Non-Qualified Plans

Maximize Flexibility

Overview: Non-Qualified Plans to Maximize Flexibility

Need more flexibility than qualified plans allow? Non-qualified plans may be used in lieu of, or in addition to, qualified plans. The benefit of non-qualified plan designs is more customization, with less stringent requirements than the IRS or ERISA impose on qualified plans. A few key features include: the ability to target only those employees you wish to benefit; no contribution limits; no income limitations on tax benefits; long-term vesting periods; benefits tied to personal and/or corporate performance. These plans also allow flexible funding arrangements which can free up corporate liquidity and lower funding costs.

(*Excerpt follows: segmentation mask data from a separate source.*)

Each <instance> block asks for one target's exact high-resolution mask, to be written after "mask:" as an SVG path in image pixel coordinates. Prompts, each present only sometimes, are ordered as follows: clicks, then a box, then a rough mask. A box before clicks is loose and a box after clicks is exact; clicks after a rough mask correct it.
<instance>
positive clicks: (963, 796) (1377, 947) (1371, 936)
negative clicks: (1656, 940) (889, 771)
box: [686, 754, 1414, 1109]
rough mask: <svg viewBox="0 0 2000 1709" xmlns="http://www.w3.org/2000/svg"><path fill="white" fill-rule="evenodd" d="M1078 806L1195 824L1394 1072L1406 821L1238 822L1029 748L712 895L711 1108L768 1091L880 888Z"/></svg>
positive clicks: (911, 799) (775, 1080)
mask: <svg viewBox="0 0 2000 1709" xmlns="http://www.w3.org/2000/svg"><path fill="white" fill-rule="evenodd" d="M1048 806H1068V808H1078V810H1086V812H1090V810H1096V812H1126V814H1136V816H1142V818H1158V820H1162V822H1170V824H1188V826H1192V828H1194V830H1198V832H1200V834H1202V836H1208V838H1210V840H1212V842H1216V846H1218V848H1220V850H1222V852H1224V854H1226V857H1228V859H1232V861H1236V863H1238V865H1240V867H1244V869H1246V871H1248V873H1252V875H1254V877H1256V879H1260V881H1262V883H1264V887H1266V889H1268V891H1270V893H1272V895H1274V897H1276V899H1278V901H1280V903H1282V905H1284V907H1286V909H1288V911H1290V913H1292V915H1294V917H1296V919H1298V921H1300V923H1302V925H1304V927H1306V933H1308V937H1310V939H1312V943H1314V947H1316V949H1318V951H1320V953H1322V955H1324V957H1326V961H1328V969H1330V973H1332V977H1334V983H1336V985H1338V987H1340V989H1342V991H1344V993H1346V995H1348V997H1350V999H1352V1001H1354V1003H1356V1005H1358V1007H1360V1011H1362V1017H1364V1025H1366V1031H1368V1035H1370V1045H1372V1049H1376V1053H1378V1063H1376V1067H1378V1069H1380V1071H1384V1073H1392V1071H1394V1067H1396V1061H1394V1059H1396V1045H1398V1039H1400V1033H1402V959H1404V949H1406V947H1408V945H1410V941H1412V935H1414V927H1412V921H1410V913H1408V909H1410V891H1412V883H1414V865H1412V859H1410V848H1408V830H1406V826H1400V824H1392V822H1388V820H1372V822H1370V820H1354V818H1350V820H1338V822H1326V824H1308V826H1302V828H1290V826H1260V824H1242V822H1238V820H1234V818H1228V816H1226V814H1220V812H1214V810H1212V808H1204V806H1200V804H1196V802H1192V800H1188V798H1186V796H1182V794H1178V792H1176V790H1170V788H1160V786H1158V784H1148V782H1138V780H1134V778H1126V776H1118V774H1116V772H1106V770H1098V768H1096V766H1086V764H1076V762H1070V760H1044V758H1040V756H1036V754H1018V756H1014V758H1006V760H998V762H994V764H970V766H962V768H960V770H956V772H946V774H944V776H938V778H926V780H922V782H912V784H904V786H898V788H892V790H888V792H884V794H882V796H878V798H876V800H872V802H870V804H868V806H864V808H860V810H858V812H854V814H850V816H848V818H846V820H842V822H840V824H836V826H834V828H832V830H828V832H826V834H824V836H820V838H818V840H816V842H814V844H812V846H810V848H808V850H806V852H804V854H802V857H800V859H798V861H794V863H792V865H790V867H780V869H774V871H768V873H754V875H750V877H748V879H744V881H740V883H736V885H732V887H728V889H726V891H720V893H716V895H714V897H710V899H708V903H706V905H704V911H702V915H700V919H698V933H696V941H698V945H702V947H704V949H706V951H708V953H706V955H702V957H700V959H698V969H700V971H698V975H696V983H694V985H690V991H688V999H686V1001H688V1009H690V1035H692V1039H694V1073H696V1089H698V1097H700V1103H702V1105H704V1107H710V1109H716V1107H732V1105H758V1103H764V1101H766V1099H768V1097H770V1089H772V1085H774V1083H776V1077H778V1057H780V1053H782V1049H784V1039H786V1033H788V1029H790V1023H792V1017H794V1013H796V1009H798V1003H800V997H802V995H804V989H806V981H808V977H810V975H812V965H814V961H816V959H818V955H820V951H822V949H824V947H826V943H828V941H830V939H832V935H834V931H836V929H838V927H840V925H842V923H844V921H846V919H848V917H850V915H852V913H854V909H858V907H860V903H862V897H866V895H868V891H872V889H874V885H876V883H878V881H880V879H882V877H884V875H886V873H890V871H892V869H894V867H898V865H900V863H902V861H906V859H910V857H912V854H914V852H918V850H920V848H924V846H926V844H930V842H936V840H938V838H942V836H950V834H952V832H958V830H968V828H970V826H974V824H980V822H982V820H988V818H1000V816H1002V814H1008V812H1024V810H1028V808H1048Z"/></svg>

When is the NQDC Effective?

1. When an employer wants to attract and hold key non-shareholder employees; an attractive deferred compensation package can be a substitute for equity-based compensation.
2. When an employer wants to provide additional deferred compensation benefits to an executive who is already receiving the maximum benefits or contributions under the employer’s qualified retirement plan.
3. When an employer wants to provide certain key employees with tax deferred compensation under terms or conditions different from those applicable to other employees. Employer does not need to offer this benefit to all employees, lest it become cost prohibitive.

What Options Exist?

Two broad categories of NQDC Plans:
1) Elective – These arrangements are initiated by employees who are electing to defer compensation that would otherwise be earned and received soon. They are normally set up as a percentage of the compensation to be earned and may have an interest factor to compensate for inflation.
2) Non-elective – these plans are generally known as “golden handcuffs” and are provided as a fringe benefit to retain key employees. They normally do not result in a reduction of the employee’s current salary or bonuses and generally come with a substantial risk of forfeiture.

Despite their many names NQDC plans typically fall into these benefit formula categories:

1. Salary Continuation (non-elective) – provides specified deferred amount payable in the future; doesn’t require employee salary deduction. Usually uses a defined benefit formula to calculate the benefit, but without the benefit limitations of qualified plans. (AKA – Top-Hat/SERP);
2. Salary Reduction (elective) – deferral is specified amount the employee would otherwise have received. Employer contribution can be in bonus form without a salary reduction (like a defined contribution plan without qualified plan restrictions)
3. Excess Benefit Plan – makes up difference for HCEs between 415 limits and what rank & file receive;
4. Stock Appreciation (SAR) or Phantom Stock – no equity is used; share value determined by formula.
5. Restricted Bonus – i.e. Section 162 – (this doesn’t fall under 409a – typically doesn’t need a TPA)

Key Objectives for Negotiation

 

Advantages & Disadvantages

What Else Do You Need to Know?

To gain the tax benefits, the funds must be subject to “substantial risk of forfeiture.” There are 409A rules that need to be followed to gain the tax benefits allowed by law. NQDC plans are either “funded” or “unfunded,” though most are unfunded because of the tax advantages they offer. An “unfunded arrangement” is one where the employee has only the employer’s “promise to pay” the deferred compensation benefits in the future. This means the promise is not secured in any way. In contrast, a “funded arrangement” generally exists if assets are set aside from the claims of the employer’s creditors, for example in a trust (like with 401k’s) or escrow account.

What’s Required to Put a NQDC in Place?

Specialized expertise is needed. Like qualified plans, there are legal, tax, and compliance issues. Typically, a legal agreement between employer and employee is put in place; and a third-party-administrator (TPA) and investment adviser are employed.

With the flexibility these plans afford and the associated tax nuances, they can get complex. Different tax benefits apply depending on benefit formulas and funding vehicles, as well as depending on who funds the plan (i.e. employer, employee, or both).

We work with you to orchestrate the expertise needed to help you structure a compliant, cost-effective plan tailored to meet your key objectives.

 

Disclosure: Nothing herein shall be construed as investment, legal, or tax advice. You should always consult the appropriate professional to ensure compliance.